Le cauchemar de Marc et Amélie
Amélie se réveilla brutalement et se mit assise dans le même temps. Ses draps trempés lui collaient à la peau, l’empêchant de se retourner. Elle insista et attrapa chaque petit bout de tissus à sa portée pour essayer de balancer cette couche moite le plus loin possible. Ses efforts furent aussi intenses qu’inefficaces.
Le cri de rage qui sortit de sa gorge, en même temps qu’elle agitait ses bras dans tous les sens, l’étonna autant qu’il la soulagea. La terreur était passée aussi vite qu’elle était venue. L’humidité de son lit ne la gênait déjà plus. Elle s’écroula à nouveau sur son oreiller dans un bruit de succion des plus désagréable, mais elle avait à nouveau la tête ailleurs.
− Allez, Amélie, ce n’est qu’un mauvais rêve, pas de raison de s’affoler !
Il lui avait semblé si réel qu’il lui paraissait être un souvenir à part entière, au même titre que sa rencontre percutante avec cette petite fille qu’elle était persuadée d'avoir à sauver.
− Mais sauver de qui ? cria-t-elle à l’intention d’un compagnon de lit imaginaire. Et sauver de quoi ? Que dois-je faire ?
Ses yeux ajoutèrent un peu d’humidité à celle du lit. Elle tourna la tête et les essuya, quand son regard tomba sur l’afficheur de la télé. Il était écrit 22h25 en tout petit ; tout petit, mais assez gros pour le discerner sans aucun doute possible.
Ce n’était pas une heure décente pour appeler quelqu’un au téléphone, mais elle n’était pas femme à patienter. Elle eut un petit sourire signifiant autant la contrariété que la jubilation retenue. La femme de Marc allait avoir du grain à moudre.
Elle tendit son bras et attrapa le combiné. Nul besoin de notice, elle savait que tous les hôtels ou presque fonctionnaient de la même manière. Elle appela les renseignements, — le seul des nombreux numéros qu’elle avait retenu était celui de la publicité débile — demanda le numéro de Marc, et attendit qu’on la mette en relation en priant pour que ce soit lui qui décroche et non pas la sorcière.
Au bout d’un nombre de sonneries étonnement faible, un homme — le soulagement était grand — répondit d’une voix grave mais claire.
− Allo ?
− Marc, c’est Amélie. J’ai fait un rêve très bizarre avec Cylia. Vous étiez dedans. Il faut absolument que je vous le raconte. On était dans un endroit que je n’avais jamais vu. On était assis tous les deux ensemble. Je ne vous ai pas reconnu tout de suite car vous étiez plus jeune.
− Amélie…
− Cylia était allongée par terre à l’autre bout de la pièce. Il y avait une tâche de sang sur le sol, près de sa tête.
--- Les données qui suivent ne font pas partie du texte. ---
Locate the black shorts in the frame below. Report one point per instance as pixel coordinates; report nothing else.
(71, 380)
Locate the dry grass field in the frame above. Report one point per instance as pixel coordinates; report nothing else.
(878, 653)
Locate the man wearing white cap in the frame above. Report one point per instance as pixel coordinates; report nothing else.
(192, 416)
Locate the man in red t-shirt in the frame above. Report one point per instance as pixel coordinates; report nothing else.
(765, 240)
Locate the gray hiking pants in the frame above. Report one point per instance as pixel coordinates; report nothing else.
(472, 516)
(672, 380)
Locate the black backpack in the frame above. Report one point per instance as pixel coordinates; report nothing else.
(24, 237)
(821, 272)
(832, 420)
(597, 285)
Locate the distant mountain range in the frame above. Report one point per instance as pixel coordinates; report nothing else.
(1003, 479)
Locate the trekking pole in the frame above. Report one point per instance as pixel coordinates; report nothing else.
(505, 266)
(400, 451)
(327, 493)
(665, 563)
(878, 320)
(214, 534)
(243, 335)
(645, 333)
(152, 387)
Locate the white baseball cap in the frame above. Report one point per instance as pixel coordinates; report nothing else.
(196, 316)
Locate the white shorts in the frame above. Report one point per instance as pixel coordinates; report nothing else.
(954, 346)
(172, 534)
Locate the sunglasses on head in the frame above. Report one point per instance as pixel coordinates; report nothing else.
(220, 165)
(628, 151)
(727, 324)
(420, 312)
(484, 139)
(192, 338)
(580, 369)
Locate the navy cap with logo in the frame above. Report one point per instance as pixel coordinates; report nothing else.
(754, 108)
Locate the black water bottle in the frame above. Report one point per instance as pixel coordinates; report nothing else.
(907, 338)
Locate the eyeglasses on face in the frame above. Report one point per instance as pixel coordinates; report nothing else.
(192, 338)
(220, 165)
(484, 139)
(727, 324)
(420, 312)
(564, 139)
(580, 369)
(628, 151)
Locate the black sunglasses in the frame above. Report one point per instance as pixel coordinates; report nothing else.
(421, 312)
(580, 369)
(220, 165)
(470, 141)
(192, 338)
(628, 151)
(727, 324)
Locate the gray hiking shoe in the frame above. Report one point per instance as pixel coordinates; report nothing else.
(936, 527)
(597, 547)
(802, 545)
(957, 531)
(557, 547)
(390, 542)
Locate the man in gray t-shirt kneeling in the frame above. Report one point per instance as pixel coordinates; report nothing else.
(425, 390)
Elle nous appelait à l’aide. Et nous, on ne bougeait pas. Je n’avais même pas la volonté d’aller l’aider, mais je souffrais de la voir dans cet état-là.
− Amélie…
− Vous étiez tétanisé aussi ! Je vous regardais sans vraiment vous voir et j’étais désespérée par les râles de Cylia. Ça paraissait tellement vrai que j’en ai mouillé mes draps.
− Amélie ! cria Marc dans le combiné, tout en craignant de réveiller Claire.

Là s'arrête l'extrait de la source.